Question

I have an Employee class and I override the hashCode() method and not the equals() method

public class Employee {
public int id;
public String name;
public Employee (int id, String name) {
    this.id = id;
    this.name = name;
}
@Override
public int hashCode() {
    return name.hashCode();
}
}

Now the client adds 3 data where the hashCode() will be the same.

public class EmployeeTest {
public static void main(String...args) {
    Employee emp1 = new Employee(11, "Arunan");
    Employee emp2 = new Employee(22, "Arunan");
    Employee emp3 = new Employee(33, "Arunan");

    HashMap<Employee,Employee> map = new HashMap<>();
    map.put(emp1, emp1);
    map.put(emp2, emp2);
    map.put(emp3, emp3);

    Employee emp = map.get(emp3);
    System.out.println(emp.id);
}
}

Now as per my understanding, the above 3 objects will end up in same bucket in hashmap. Since equals() is not implemented, its hard for the HashMap to identify the particular object. But in the above program, i get the emp3 object and it is correctly fetching the emp3 object.
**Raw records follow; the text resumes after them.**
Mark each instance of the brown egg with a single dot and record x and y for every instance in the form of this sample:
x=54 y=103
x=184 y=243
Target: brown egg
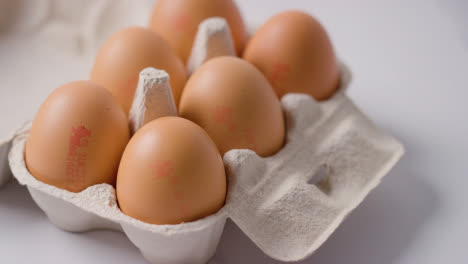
x=177 y=22
x=77 y=137
x=293 y=50
x=236 y=105
x=171 y=172
x=129 y=51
How the hashmap works ?

Was it helpful?

Solution

You are right about them ending up in the same bucket.

In the absence of an overridden equals method, the JVM will just compare the object references for equality.
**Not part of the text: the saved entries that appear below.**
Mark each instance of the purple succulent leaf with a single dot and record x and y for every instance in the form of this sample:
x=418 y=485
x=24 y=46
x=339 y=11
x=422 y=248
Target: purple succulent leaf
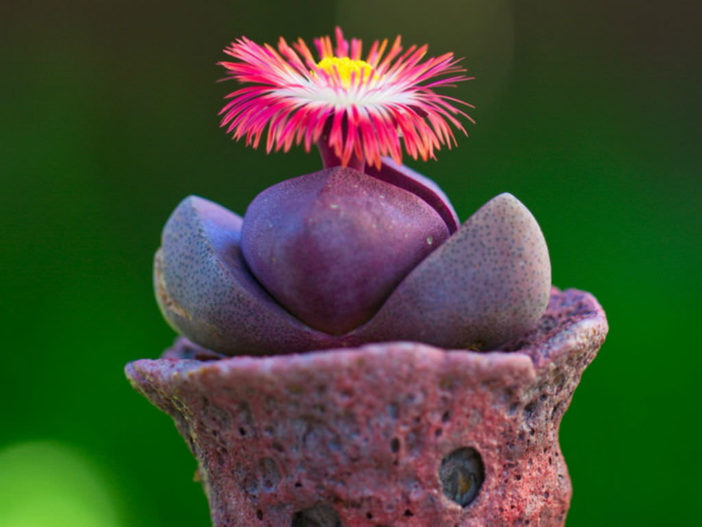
x=487 y=284
x=418 y=184
x=332 y=245
x=206 y=292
In your case you are passing the same object to map.get() as you put in the map, so the references will be equal and so it matches the object.

Try creating:

Employee emp3CantFindMe = new Employee(33, "Arunan")
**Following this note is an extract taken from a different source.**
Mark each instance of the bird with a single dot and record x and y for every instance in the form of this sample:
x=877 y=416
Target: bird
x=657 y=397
You'll find trying to retrieve that from the map will result in null even though it seems to be the "same" as emp3.

OTHER TIPS

HashMap first uses the hashCode to find possible candidates and after that uses equals to find the actual object you are looking for. Even good hashCode implementations necessarily have collisions that cannot be considered negligable. So having to objects with same hashCode which are not equal may be bad performance wise if these collisions happen to often, but it does not break semantics. The other way around (having equal objects with different hashCodes) does break semantics.

Default implementation of equals() returns true if both objects are actually the same object. And in your case you use the same object (emp3) you put into the hashmap to query the hashmap. That is why it works.